There was a cocktail article over the weekend in the Chronicle called "Bars looking for more niches in cocktail lists." If not a good article, it was at least well-intentioned. I'm not sure what point the piece was trying to make, as the topics discussed have been floating around for several years, at least.
Maybe it could have been a little more focused. For instance, if it was saying, "is it okay for bars like Heaven's Dog to not carry things like Coke or cranberry juice to satisfy their customers?"--that's a conversation worth having. Likewise, there was good, if familiar, stuff from Thad Vogler. His Bar Agricole, due sometime at the end of the year, is poised to make a big splash. But his list at Camino also made some noise with drinks that he and the owners wanted "to pay as much homage to the farm-to-table movement as the food." Consequently the "cocktails, which are nameless and described only by their ingredients, are made with seasonal produce and herbs." So you can't just go and ask for a Cosmo or a Corpse Reviver there--you have to order off the list. (Tip: if you're really jonesing for a margarita at Camino, don't ask for it by name, because it's probably not on the list. Just hope they have local limes in, and try asking for an "agave spirit, lime, and orange liqueur beverage" and they might respond favorably.)

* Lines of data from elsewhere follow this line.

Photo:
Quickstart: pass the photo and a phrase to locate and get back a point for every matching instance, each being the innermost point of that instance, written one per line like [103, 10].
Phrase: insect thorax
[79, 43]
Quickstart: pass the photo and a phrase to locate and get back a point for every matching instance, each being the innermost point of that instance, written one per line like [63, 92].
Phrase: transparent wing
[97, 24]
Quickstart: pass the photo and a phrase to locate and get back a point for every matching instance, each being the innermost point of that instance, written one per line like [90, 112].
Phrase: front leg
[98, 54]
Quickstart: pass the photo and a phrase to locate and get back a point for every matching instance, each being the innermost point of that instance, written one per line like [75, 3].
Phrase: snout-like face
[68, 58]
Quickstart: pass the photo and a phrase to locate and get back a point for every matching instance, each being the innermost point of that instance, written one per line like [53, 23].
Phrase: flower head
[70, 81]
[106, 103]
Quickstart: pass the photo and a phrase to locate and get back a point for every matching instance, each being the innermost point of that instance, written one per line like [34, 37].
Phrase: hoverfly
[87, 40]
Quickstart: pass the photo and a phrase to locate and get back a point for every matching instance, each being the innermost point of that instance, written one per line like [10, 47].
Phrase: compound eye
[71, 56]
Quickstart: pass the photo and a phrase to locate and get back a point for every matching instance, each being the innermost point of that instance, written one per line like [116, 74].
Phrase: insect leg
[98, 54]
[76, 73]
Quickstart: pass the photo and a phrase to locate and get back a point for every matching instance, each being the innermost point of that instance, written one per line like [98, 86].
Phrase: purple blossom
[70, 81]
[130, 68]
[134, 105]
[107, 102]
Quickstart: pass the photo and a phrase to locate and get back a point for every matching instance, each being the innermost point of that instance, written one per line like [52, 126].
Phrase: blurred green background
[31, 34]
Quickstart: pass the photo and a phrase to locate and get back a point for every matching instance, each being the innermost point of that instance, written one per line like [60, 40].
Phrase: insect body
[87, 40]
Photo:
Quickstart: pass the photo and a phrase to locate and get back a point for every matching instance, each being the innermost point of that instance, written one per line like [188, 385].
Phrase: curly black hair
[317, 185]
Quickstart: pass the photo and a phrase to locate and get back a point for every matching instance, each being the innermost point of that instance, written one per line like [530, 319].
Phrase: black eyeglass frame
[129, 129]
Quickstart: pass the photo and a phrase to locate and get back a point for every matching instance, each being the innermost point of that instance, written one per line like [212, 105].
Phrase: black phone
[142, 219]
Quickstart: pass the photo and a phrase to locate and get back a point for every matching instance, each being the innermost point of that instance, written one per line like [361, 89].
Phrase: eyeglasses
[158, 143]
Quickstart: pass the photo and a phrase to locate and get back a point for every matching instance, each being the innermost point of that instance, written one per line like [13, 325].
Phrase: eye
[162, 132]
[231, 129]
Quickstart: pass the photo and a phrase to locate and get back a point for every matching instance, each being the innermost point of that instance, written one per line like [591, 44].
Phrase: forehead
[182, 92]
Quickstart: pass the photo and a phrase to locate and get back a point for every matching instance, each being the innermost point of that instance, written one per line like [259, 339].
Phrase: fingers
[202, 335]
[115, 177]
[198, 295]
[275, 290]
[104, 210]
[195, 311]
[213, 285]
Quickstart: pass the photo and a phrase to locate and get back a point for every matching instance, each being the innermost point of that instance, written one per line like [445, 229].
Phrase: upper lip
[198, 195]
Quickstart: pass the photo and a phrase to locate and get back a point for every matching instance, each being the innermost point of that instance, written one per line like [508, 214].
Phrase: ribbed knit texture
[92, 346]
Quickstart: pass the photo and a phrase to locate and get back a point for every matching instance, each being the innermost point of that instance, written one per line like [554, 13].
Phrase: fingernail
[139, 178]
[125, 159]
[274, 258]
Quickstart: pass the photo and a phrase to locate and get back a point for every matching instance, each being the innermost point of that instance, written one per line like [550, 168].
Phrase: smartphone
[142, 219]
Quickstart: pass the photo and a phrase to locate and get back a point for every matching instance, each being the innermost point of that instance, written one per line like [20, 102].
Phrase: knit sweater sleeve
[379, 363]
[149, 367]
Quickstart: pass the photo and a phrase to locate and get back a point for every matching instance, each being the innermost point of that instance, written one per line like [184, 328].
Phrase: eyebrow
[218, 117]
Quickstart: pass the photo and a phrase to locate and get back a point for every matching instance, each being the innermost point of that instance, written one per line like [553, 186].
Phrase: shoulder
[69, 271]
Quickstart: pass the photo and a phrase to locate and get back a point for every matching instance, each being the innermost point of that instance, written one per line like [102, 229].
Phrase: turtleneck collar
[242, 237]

By the way, I'm cool with bars not stocking Coke or cran, but when it comes to limes and lemons, I say, you gotta have it. Of course the more fresh, local ingredients you can use, the better. In fact, this is the best time to be doing it, as the farmers' markets are brimming with good stuff. However, there are limits of good taste when it comes to these ingredients. Take the zucchini.
Zucchinis must be really easy to grow, because they've taken over practically every stall at the markets like pigeons on an old church. I can't say that zucchinis--ever bland and often mushy--do much for me as food. But as cocktails--even less. Thus, it was with a bit of a sour face that I tried out Food Network host Claire Robinson's (who?) recipe for the Zucchini Tini, which I found reprinted in the Seattle Times. Let's just say that "insipid" is too kind a word.
Let's just say that there's much better stuff at the markets to be working with right now. Just last night at Cantina, I was shaking with Frog Hollow peaches (with Pisco and basil) and Dirty Girl tomatoes (with Hendricks gin). Delicious.